We left the motel room and walked over to the main lobby and coffee shop. We were led to a lovely private booth by a young thing flashing all white teeth and golden skin that would make you "swoon."
Bucky said, "Dear, I want two bowls, some milk and one banana to make our breakfast."
The sweet young thing said: "Sir - you can't do that. You can't come in here and make your own breakfast."
I said: "Please go get the manager and ask him to come here." When the manager arrived and introduced himself, I said, "Mr. Johnson, this is Buckminster Fuller."
Mr. Johnson become so awe-struck he could hardly speak. Then in almost a shout he ordered, "Two bowls, some milk and a banana . . . and no charge."
Bucky and I were now left alone in our booth. He did order coffee for the two of us. He stopped eating. He bent down close to his coffee cup, almost mesmerized. "Bill . . . Bill . . ." he whispered, "Bill, look at that - LOOK at that!"
I looked. I saw nothing but coffee. "What? . . . Look at what?"
"Look," Bucky said, "Look . . . over against the side of the cup - that bubble forming - that bubble - why? How is it forming?"
"Bucky," I said, almost embarrassed at my ignorance. "Bucky, I don't have a clue - my gawd, Bucky, if you don't know - WHO DOES?"

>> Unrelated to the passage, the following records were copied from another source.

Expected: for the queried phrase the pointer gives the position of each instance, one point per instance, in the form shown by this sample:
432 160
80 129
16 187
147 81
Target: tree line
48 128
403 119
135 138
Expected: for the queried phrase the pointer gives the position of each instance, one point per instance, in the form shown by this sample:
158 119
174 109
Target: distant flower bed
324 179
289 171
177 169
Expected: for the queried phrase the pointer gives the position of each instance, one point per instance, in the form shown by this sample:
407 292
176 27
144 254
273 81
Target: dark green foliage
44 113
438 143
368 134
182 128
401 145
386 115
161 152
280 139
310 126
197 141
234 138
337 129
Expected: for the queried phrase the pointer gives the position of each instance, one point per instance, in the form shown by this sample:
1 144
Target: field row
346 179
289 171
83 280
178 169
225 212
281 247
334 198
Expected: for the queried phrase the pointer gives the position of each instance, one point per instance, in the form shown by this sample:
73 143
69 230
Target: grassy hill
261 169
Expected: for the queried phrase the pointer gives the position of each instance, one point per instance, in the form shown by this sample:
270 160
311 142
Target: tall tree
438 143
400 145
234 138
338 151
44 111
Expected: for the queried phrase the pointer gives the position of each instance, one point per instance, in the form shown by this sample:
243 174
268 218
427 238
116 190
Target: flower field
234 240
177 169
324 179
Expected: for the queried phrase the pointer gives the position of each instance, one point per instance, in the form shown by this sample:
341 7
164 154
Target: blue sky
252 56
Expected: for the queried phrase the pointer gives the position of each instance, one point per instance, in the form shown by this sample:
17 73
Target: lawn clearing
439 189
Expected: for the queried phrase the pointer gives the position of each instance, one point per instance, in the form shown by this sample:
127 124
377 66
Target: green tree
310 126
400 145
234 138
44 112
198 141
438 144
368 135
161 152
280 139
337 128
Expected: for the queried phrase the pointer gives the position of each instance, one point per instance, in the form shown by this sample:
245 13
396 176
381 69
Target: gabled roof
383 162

"That bubble," he said to me, "That bubble - I must understand how that happened and why."
Here was this 85-year-old genius, called the Leonardo da Vinci of our time, looking with awe, wonder and imagination at this bubble in this coffee cup, even as would a child with wonder-filled eyes. I remembered my 98-year-old grandmother, who had not one day of formal schooling out there in West Texas, showing me, with that same wonder and awe, a horned toad, a butterfly, a new rock, a dove's nest. I remembered that Bucky told me that all of his insights came from nature. His brilliant geodesic dome came from observing spider webs and beehives, he told me.
The spiritual life means being aware that this moment now, this day, this wonder, this touch, this smell, this event, this happening will never again come this way within this context. Celebrate it. It can change your life. I promise you. Remember that as e.e. cummings said, "life is not a paragraph . . . and death, I think, is no parenthesis."